Even after steep reductions in supplies in recent months, Europe remains the largest market for Russian gas overseas. But the EU is striving to end Russian gas imports by 2027 in light of Moscow's invasion of Ukraine – assuming Gazprom does not turn off the tap much sooner in order to further destabilise the European energy market.
While Russia opened up the Asian market for its gas with the launch of the 11mn metric ton/year Sakhalin LNG plant in 2009, its efforts to reduce its heavy dependence on the European market began in earnest in 2014, after relations with the West collapsed following Moscow's annexation of Crimea.

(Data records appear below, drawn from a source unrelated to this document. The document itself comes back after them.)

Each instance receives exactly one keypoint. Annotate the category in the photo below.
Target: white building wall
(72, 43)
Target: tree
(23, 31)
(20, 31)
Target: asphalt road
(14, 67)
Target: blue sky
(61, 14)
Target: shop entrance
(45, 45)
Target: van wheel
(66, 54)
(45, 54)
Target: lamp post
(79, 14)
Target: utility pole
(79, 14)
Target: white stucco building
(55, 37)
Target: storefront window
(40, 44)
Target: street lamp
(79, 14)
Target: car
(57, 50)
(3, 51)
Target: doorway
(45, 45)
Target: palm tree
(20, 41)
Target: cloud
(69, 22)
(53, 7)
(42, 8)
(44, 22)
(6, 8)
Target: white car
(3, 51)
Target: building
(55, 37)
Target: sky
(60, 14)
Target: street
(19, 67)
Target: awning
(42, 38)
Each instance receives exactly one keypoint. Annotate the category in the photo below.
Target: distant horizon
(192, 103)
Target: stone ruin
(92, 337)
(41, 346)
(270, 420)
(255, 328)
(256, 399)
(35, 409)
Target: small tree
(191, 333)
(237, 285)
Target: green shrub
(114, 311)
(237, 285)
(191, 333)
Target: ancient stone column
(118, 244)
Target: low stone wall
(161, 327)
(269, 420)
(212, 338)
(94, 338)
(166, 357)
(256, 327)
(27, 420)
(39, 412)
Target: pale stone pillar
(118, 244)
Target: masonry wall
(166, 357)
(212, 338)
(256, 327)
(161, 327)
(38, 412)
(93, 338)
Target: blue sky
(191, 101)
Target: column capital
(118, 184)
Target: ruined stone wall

That year it signed a 30-year supply deal, valued at the time at $400bn, to send up to 38bn m3/year of gas to China via the first Power of Siberia pipeline, which reached completion in late 2019.
China and Russia have been in talks on constructing a second pipeline interconnection for years. A breakthrough of sorts occurred in 2019, when they agreed on routing the 50bn m3/yr pipeline through Mongolia, abandoning an earlier plan to run it into China directly through Russia's Altai region – an option Beijing appeared disinterested in.
The two sides have already completed a feasibility study, and speaking this week, Mongolian prime minister Oyun-Erdene Luvsannamsrai said he expected construction of the pipeline in his country to begin as soon as 2024, with first gas flow anticipated in 2030. However, first Russia and China must strike a supply deal to underpin the project.
"There is a strong case to be made for a Power of Siberia deal on both sides," senior oil analyst Ron Smith at BCS Global Markets, tells NGW. "Gazprom faces the loss of much of its European franchise, and this project is targeted at allowing West Siberian gas to be shipped to China – the same gas that currently goes to Europe."
"This strategic flexibility and diversification would have been valuable to Gazprom before the Ukraine crisis – it would be doubly so now," he says.
From China's point of view, the pipeline would help reduce the country's over-dependence on LNG, and as its demand grows, the project will provide risk diversification regarding source country, source fields and transit country. However, it will nevertheless prove a challenge for the two sides to agree on a gas price. This is what held back negotiations on the 2014 supply deal, which dragged on for over a decade.
"The biggest issue is one of price – this line has long made sense on paper, but the two sides have never been able to agree on price," Smith says. "In this situation, Russia is likely to demand too high a price, based on current spot markets, and China is likely to demand too low a price, looking at the difficult position Gazprom is in vis-a-vis its European exports., and thus they may never agree."
Smith notes that the best time to negotiate a new long-term contract is when spot prices are around the mid-cycle level, as it makes it easier for both sides to see eye to eye. But today, those prices are at heights previously not thought possible.
Meanwhile, Russia also clinched a deal weeks before the war in Ukraine began to sell 10bn m3/yr to China via a proposed Far Easte route. But limited progress has been reported on this project since then.